Anyway, my opinion is the same - just answer the question. Don't flip out or get nasty. Let the coworker look bad all by herself.

luxurioushair
September 26th, 2015, 06:07 PM
I would stay calm and tie my hair up for the time being :cheese:

That's just what I would do...

sarahthegemini
September 26th, 2015, 06:10 PM
"Oh please," stop being so contrary. She said that the girl said it in a nasty way, and that she has extensions. I think those are two good reasons why the girl could be jealous.

Why do you care if we say so? Both of your posts confronted other people's opinions, saying "people around here" take things too seriously and then nitpicking me. Why not just state your opinion in a way that doesn't negatively involve others and move on?

The 'people around here' comment was something I have noticed time and time again, hence I vocalise said observation. And the jealousy comment (or anti jealous I should say) was said because it's absolutely ridiculous to.assume every scenario in which someone has questioned a 'long hair's is down to jealousy. Perhaps the girl in question did say it in a nasty way or perhaps it was misconstrued - either way, doesn't mean it's jealousy. I mean, anyone can grow hair!

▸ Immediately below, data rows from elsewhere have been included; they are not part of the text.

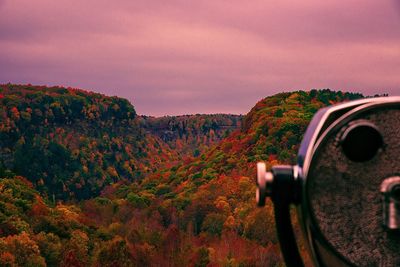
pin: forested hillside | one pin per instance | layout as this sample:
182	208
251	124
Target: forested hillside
199	211
71	143
189	135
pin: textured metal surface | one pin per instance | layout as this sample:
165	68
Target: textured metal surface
345	198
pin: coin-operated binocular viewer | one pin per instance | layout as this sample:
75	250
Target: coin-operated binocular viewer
346	187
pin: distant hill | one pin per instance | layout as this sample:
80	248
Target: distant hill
189	135
157	205
210	199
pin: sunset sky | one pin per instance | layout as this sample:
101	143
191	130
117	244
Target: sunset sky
183	57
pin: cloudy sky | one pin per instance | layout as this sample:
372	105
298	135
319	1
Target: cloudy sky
179	56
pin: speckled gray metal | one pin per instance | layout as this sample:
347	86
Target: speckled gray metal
345	198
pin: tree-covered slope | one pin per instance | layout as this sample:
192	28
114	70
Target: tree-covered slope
190	135
199	211
70	142
210	199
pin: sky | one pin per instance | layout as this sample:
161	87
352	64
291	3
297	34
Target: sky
218	56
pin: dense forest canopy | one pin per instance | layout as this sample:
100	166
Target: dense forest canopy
86	181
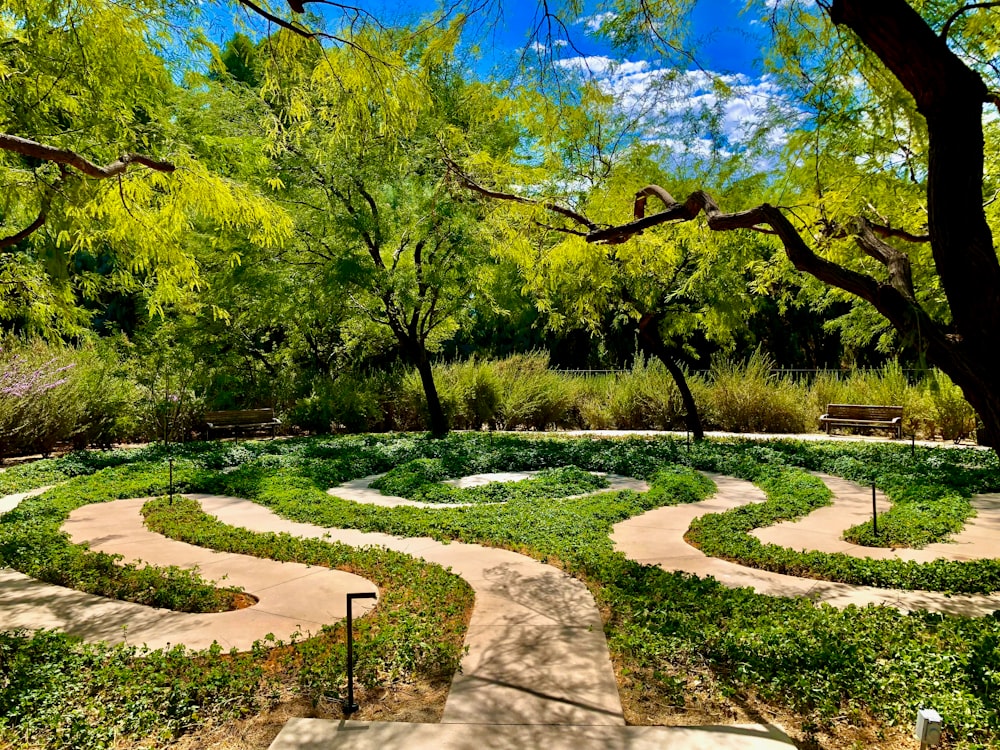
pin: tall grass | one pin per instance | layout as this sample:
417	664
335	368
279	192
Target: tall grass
521	393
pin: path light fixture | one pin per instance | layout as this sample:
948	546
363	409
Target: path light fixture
874	512
928	727
350	707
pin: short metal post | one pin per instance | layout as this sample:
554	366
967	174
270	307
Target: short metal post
350	707
874	512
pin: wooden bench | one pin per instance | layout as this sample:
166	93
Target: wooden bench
244	419
861	415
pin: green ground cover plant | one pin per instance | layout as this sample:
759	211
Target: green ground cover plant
671	634
31	542
791	494
672	631
58	693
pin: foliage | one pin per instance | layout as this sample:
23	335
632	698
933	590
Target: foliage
89	76
750	398
420	480
31	542
56	692
671	633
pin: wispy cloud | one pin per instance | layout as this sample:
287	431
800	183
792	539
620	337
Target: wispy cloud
735	104
593	23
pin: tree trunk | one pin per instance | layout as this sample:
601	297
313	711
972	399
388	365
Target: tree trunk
651	342
438	421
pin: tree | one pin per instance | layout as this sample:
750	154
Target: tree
102	190
959	333
355	140
670	293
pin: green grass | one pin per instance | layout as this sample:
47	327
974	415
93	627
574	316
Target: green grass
670	632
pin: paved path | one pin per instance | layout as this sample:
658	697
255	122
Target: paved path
536	647
361	491
657	538
852	504
317	734
291	597
9	502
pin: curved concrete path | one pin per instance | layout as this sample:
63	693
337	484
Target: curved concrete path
292	598
536	647
852	504
537	672
361	491
657	538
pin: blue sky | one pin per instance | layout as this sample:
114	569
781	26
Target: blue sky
727	41
728	47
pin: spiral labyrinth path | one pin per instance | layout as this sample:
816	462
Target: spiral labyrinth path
537	670
657	538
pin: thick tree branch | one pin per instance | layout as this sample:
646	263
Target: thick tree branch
26	147
896	261
895	300
33	227
950	95
960	12
471	184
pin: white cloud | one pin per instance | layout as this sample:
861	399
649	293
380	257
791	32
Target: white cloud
658	96
593	23
540	48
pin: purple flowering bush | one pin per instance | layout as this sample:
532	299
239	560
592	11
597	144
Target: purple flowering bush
52	394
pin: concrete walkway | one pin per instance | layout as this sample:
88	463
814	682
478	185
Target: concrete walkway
292	598
361	491
657	538
536	647
9	502
822	529
317	734
537	672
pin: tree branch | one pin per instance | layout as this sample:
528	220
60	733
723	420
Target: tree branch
471	184
26	147
895	300
958	13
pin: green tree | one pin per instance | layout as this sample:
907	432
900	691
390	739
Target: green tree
356	135
102	189
669	292
926	69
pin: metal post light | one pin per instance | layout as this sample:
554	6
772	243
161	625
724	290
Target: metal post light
874	512
350	707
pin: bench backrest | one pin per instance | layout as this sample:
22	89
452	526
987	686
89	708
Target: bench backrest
243	416
863	411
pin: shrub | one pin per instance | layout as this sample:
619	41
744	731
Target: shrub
646	398
749	398
532	396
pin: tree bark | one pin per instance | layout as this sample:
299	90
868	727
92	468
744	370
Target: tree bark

Also, please state where the 'negatively involved' aspect was? Are you referring to the 'oh please? ' because... Those two.words really aren't negative - unless you've portrayed them as that way in which case, that further suggests that comments can be misconstrued. You've suggested I state my opinion and I did. I don't think the girl was jealous and I do think.people take these sorts of things too seriously!

Pearly~91
September 26th, 2015, 07:31 PM
Wow, this thread escalated fast! I think the OP was looking for helpful, realistic suggestions. Talking about scissor stabbings may be emotionally satisfying, but really?


I just want to keep my comments professional cause it is within the workplace , it doesn't really bother me when she comments but when other colleagues are hearing this that hurts
This is totally reasonable, although I wouldn't worry too much about other colleagues hearing it, they probably wont change their opinions because of comments from one person. Really, in the workplace, rude gestures and sarcasm are hardly appropriate responses. I'd answer calmly in a way that doesn't invite more conversation. If she really starts harassing you about it, I'd go to a superior, but don't get yourself in trouble because someone can't deal with your personal choices.

I second Wavelength's suggestion of wearing hair in a bun. Not for the same reason, I try to have faith that real grownup people don't run around cutting of chunks of co-workers' hair. But in my experience a bun attracts less attention. A good simple bun with minimal adornment will hopefully draw less vitriolic comments, also length isn't as readily apparent in a bun. It won't seem as long, and growth wont be noticeable.


Anyway, my opinion is the same - just answer the question. Don't flip out or get nasty. Let the coworker look bad all by herself.

Spidermom, I totally agree!

cat11
September 27th, 2015, 11:21 AM
Thanks Cat11 I suspected a form of jealousy since she's insisting others to cut hair , but it's ok for her to have long hair

Your welcome :)


And the jealousy comment (or anti jealous I should say) was said because it's absolutely ridiculous to.assume every scenario in which someone has questioned a 'long hair's is down to jealousy.

Yes its ridiculous to say that Jealousy is the motivation behind every comment, but due to the circumstances and what OP has said, I don't think its ridiculous to think it played a part in this specific situation.

meh...

sarahthegemini
September 27th, 2015, 12:02 PM
Your welcome :)



Yes its ridiculous to say that Jealousy is the motivation behind every comment, but due to the circumstances and what OP has said, I don't think its ridiculous to think it played a part in this specific situation.

meh...

Perhaps I was a bit quick to go on the defence, it just seems jealousy is the default LHC answer and it can get frustrating.